Santa Claus Conquers the Martians (Jalor Productions, 1964)

by Mark Gabrish Conlan • Copyright © 2008 by Mark Gabrish Conlan • All rights reserved

I made the mistake of trying to sit with Charles through another movie, a Mystery Science Theatre 3000 incarnation of the film Santa Claus Conquers the Martians. I had no idea this movie would actually turn out to be worse than its reputation: directed by Nicholas Webster from a script by Paul L. Jacobson and Glenville Mareth, Santa Claus Conquers the Martians turns out to be a “children’s movie” that any self-respecting child within hailing distance of normal intelligence would have walked out on. The sets look like they were built in a high-school shop class, the costumes as if the filmmakers made their “Martian” attire out of converted pajamas, and the story so perfectly achieves a consistent level of uninspired banality that it contains no entertainment value whatsoever. It also doesn’t help that John Call, playing Santa (the only cast member anyone ever heard of again was Pia Zadora, here in her pre-pubescent years playing one of the Martian kids), sounds like he was drunk out of his gourd through the entire shoot, or that the actress playing his wife looks like a Mrs. Butterworth syrup bottle come to life and is about as animated.

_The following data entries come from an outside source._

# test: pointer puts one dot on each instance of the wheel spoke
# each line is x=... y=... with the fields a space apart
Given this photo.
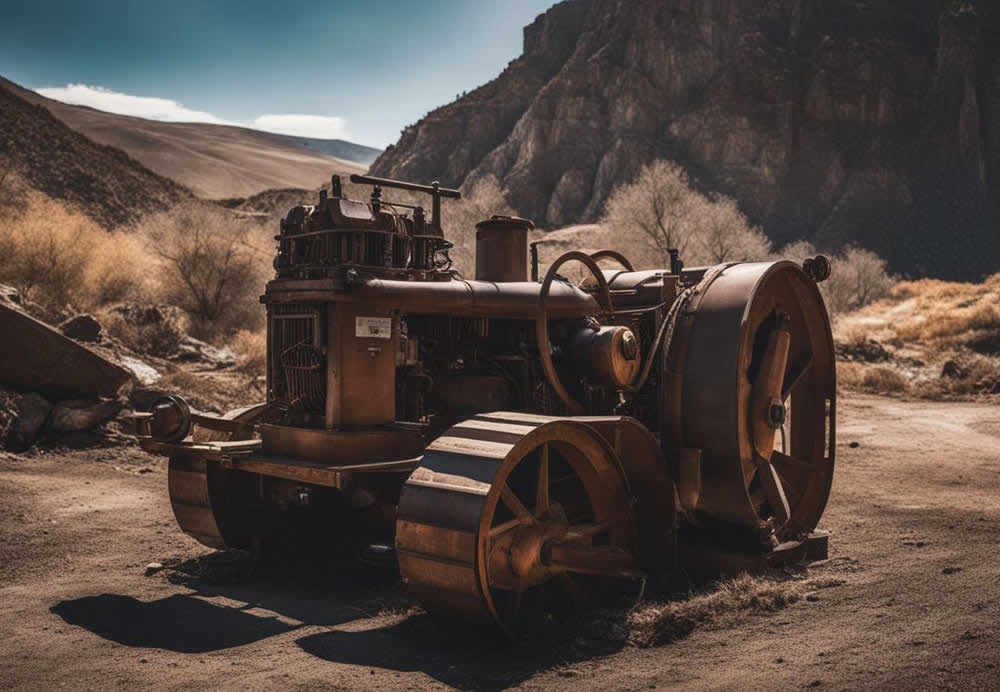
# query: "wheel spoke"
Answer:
x=584 y=531
x=512 y=607
x=600 y=560
x=795 y=476
x=795 y=376
x=542 y=491
x=767 y=385
x=516 y=506
x=775 y=494
x=782 y=460
x=503 y=528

The plot? It seems there’s a civil war on Mars between the people who like the fact that Martian children are dead-serious miniature versions of Martian adults and the faction that wants to teach them to play and have fun, and for which purpose they abduct Santa Claus from earth -— only, as the title suggests, he turns the tables on them. It’s the sort of movie whose credits list a “custume designer” where they obviously meant “costume designer,” and one can only hope that aside from Ms. Zadora all the unfortunate actors trapped in this movie eventually found honest work doing something else. The most (unwittingly) entertaining sequence in the film was a stock shot of U.S. Air Force bombers undergoing air-to-air refueling — the very same stock footage that was used in the opening of Stanley Kubrick’s masterpiece Dr. Strangelove. Imagine: one of the best movies of all time and one of the worst movies of all time using the same stock shots!